Flash.sh copies binaries from host system instead of rootfs for ramdisk

When executing the flash.sh script (doesn’t matter if from the terminal or via the sdk-manager) a recovery image for OTA (over the air) updates is created. This is done by this script:
${L4T}/tools/ota_tools/version_upgrade/ota_make_recovery_img_dtb.sh

The recovery image needs some but not all binaries from ${L4T}/rootfs, the exact filelist can be found inside of recovery_copy_binlist.txt
One of those files is /usr/bin/w, used to displays information about the users currently on the machine, and their processes. But if we take a closer look…

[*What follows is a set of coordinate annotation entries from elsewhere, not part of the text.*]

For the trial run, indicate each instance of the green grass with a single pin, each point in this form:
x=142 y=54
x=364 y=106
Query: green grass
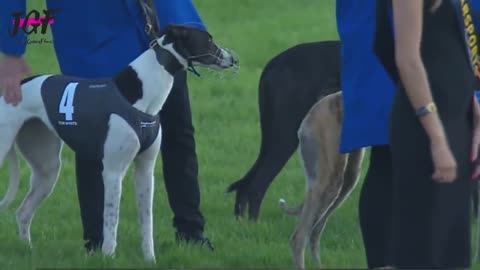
x=227 y=134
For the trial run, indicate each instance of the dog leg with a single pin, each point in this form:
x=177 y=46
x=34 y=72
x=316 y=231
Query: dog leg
x=351 y=178
x=41 y=149
x=121 y=146
x=323 y=166
x=144 y=188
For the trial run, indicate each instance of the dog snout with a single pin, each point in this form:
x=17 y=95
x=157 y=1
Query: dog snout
x=230 y=57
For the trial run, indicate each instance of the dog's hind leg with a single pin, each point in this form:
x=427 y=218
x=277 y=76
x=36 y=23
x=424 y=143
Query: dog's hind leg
x=121 y=146
x=351 y=177
x=323 y=166
x=144 y=188
x=41 y=149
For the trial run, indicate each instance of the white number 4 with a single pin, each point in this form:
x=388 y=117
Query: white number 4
x=66 y=104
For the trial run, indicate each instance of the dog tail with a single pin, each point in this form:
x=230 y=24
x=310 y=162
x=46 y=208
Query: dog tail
x=14 y=178
x=291 y=210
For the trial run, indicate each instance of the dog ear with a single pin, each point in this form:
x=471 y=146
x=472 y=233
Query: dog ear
x=176 y=31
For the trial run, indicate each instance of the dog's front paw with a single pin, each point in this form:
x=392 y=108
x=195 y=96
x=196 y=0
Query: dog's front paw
x=109 y=248
x=150 y=257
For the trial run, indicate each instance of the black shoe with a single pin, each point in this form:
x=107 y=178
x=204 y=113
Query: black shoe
x=92 y=246
x=194 y=238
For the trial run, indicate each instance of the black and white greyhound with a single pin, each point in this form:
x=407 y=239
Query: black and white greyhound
x=112 y=119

$ ls -lah ${L4T}/rootfs/usr/bin/w                                                                                                                                                                                           
lrwxrwxrwx 1 root root 19 Apr 26  2018 w -> /etc/alternatives/w

/usr/bin/w isn’t the actual executable but a symbolic link. In fact /etc/alternatives/w is another symlink:

$ ls -lah ${L4T}/rootfs/etc/alternatives/w
lrwxrwxrwx 1 root root  17 Apr 26  2018 w -> /usr/bin/w.procps

So ${L4T}/rootfs/usr/bin/w.procps is the actual executable that should be copied!
Now, how does ota_make_recovery_img_dtb.sh handle this? Starting from line 65:

# Copy all the binary
while read -r path
do
    _src="$(echo "${path}" | cut -d ':' -f 2)"
    _dst="$(echo "${path}" | cut -d ':' -f 3)"
    cp -f "${_src}" "${_initrd_dir}/${_dst}"
    check_error "cp -fv ${_src} ${_initrd_dir}/${_dst}"
done

Big oof. The link gets de-referenced and so the script copies /etc/alternatives/w from our host system (the ubuntu machine running the flash) instead of ${L4T}/rootfs/usr/bin/w from the rootfs system

Frankly, this let’s me question the quality of the rest of the code. To circumvent this issue I’ve added a bit of shell-fu on my end:

# Copy all the binary
while read -r path
do
    _src="$(echo "${path}" | cut -d ':' -f 2)"
    _dst="$(echo "${path}" | cut -d ':' -f 3)"
    # If _src is absolute link follow until you find the actual file
    while [ -L ${_src} ] & [[ $(readlink ${_src}) = /* ]]; do
        _src="${_rootfs_dir}$(readlink ${_src})"
    done
    cp -f "${_src}" "${_initrd_dir}/${_dst}"
    check_error "cp -fv ${_src} ${_initrd_dir}/${_dst}"
done

-L checks if the source file is a symbolic link, than the destination is read via readlink. Note, that when the symlink is relative nothing has to be done, so we check if it’s absolute (= if the destination starts with /). Than take the destination and append it to the rootfs-string
If the destination is in turn another symlink this has to be repeated (while-loop).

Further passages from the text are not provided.